From Nanoparticle Design to Clinical Translation in Cancer Therapy

Nanoparticle-based strategies have emerged as a versatile and powerful approach for cancer therapy, enabling the integration of material science, molecular biology, and immunology into multifunctional therapeutic platforms. Over the past decade, significant advances in nanoparticle design have expanded their potential beyond passive drug carriers toward systems capable of active targeting, microenvironment-responsive behavior, and immune modulation.

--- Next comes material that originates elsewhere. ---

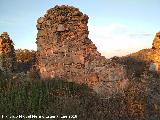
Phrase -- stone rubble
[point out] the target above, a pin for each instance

This review provides a comprehensive and up-to-date overview of the major nanoparticle platforms developed for cancer treatment, including lipid-based, polymeric, inorganic, and bioinspired nanomaterials, with particular emphasis on their structure–property relationships and biological interactions. We discuss key targeting strategies, spanning passive, active, stimuli-responsive, and cellular or immune-mediated approaches, and analyze how nanoparticles can overcome biological barriers imposed by the tumor microenvironment, such as abnormal vasculature, dense extracellular matrix, hypoxia, and immunosuppression. Special attention is given to nanoparticle-enabled cancer immunotherapy, including vaccine delivery, mRNA–lipid nanoparticle systems, and combination strategies that integrate immunotherapy with conventional treatments. Finally, we critically examine safety, toxicity, and translational challenges that continue to limit the clinical impact of cancer nanomedicine, highlighting the importance of biologically informed design, manufacturing robustness, and regulatory considerations. By synthesizing current advances and identifying emerging trends, this review aims to provide a framework for the rational development of next-generation nanoparticle-based cancer therapies with improved clinical relevance.